I love this... this is great... thanks...jt

Here is my post on Salon.com

Bettie Page Meet Simone de Beauvoir...jt

Should it be surprising to anyone that Bettie Page wanted to be remembered for what she was best at. A bright but ordinary teacher, secretary, housewife - she was a world-class model. Not only because she was attractive --- she was hardly unique in that - but because her up-beat attitude radiated through the camera to the viewer. She made it obvious that she was having fun doing it. Bettie Page was, and remains, a super-star, in a genre that Kate Harding has difficulty facing 50 years later.

The idea that Bettie Page's choice is to be understood in the light of a paucity of options at that time, casts harsh judgement on a women who makes a similar choice in 2008. Since there must be, at minimum. 10,000 times the number of women choosing erotic employment options today, despite the availability of myriad career paths, I find Harding's underlying attitude - "She couldn't possibly have been doing this because she wanted to." - priggish, curiously judgmental and profoundly anti-woman.

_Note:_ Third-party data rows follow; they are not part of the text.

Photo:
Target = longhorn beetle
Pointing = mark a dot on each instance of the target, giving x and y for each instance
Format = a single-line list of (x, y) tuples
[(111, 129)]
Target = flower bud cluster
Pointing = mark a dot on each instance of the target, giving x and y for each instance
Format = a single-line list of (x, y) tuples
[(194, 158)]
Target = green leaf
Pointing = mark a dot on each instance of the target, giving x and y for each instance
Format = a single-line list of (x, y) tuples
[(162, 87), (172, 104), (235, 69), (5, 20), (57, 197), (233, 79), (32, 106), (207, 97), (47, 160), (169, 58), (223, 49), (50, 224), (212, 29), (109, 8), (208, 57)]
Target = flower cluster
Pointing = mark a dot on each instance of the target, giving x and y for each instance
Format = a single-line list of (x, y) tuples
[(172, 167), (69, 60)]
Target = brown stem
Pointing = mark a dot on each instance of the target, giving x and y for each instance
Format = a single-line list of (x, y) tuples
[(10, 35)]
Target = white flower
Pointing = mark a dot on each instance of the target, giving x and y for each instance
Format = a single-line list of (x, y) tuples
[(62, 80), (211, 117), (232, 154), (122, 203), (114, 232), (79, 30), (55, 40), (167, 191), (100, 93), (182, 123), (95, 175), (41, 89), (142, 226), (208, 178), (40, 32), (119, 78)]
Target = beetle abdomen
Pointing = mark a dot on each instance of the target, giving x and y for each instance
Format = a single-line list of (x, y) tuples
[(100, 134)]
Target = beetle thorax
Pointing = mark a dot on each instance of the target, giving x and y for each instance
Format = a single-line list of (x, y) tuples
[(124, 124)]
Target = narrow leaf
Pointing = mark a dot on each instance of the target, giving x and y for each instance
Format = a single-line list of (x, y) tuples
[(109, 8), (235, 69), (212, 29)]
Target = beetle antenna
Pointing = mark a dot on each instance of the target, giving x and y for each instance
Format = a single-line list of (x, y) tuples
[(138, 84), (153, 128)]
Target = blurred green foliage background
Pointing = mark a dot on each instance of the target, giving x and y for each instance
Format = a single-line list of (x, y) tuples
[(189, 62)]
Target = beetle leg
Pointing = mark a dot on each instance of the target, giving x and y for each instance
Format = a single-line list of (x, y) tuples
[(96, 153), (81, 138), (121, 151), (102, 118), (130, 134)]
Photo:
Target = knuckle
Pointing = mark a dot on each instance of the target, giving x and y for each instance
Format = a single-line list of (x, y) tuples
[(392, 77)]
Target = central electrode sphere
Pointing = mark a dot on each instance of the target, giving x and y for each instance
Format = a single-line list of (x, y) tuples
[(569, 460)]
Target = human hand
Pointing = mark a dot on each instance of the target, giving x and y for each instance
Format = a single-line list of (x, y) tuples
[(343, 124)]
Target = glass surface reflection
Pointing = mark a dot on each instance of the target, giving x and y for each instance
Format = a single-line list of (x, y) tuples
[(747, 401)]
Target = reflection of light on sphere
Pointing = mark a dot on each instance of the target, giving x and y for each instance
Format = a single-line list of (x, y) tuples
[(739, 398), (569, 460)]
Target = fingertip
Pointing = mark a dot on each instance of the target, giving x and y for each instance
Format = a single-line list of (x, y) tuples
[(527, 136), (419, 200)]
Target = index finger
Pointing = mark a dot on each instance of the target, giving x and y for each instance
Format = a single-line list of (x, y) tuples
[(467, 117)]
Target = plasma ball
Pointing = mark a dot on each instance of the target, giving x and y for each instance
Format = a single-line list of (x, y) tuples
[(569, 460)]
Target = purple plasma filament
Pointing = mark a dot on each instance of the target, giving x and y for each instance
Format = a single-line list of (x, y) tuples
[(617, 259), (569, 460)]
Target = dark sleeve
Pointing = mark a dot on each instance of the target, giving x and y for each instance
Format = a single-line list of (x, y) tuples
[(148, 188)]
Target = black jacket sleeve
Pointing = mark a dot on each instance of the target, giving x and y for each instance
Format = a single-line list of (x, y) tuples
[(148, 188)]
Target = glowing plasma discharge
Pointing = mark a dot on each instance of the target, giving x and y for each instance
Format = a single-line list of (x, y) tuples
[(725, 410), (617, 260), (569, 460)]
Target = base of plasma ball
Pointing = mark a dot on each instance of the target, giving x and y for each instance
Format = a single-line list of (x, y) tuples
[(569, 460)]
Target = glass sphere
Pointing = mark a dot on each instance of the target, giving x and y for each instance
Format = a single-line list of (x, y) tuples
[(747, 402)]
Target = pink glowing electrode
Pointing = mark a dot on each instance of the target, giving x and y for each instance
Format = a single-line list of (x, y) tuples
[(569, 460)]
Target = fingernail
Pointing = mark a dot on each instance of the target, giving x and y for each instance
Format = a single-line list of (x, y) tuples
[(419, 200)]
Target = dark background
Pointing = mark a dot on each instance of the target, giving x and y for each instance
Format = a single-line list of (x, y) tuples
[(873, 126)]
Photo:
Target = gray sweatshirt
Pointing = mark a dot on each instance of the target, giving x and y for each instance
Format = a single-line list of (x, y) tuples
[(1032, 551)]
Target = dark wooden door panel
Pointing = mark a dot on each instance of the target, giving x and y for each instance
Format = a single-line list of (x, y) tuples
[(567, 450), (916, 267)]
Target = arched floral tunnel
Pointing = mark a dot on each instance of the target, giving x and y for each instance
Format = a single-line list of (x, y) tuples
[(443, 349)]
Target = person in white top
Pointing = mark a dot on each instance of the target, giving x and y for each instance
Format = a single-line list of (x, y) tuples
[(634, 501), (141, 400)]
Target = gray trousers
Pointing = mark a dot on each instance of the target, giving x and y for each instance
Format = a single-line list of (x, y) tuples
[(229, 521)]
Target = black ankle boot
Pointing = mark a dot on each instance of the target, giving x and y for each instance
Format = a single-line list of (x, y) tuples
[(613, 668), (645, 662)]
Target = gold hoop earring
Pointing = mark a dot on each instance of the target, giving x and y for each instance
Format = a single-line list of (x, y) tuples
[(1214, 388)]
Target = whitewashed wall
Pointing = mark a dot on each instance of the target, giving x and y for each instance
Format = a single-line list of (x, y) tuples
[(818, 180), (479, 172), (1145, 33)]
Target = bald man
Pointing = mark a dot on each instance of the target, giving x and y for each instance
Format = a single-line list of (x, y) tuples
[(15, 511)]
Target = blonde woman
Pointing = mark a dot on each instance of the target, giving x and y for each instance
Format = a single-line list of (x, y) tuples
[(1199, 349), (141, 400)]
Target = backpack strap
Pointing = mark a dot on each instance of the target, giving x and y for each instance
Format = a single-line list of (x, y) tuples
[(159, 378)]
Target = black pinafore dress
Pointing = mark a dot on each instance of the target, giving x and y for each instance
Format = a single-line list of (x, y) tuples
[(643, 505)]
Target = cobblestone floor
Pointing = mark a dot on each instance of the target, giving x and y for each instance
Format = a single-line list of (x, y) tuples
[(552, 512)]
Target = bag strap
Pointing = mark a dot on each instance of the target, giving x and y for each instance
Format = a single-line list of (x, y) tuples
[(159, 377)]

If feminism is at root humanism, liberation from sexist attitudes must include liberation from the presumption of victimization that some women place on erotic employment, in the diluted name of "feminism."

-- JoeyTranchina
[Read JoeyTranchina's other letters]
Permalink Saturday, December 13, 2008 12:22

The above photos of Bettie Page are mesmerizing! Amazing that I had never heard of her until now. Thanks for all you do.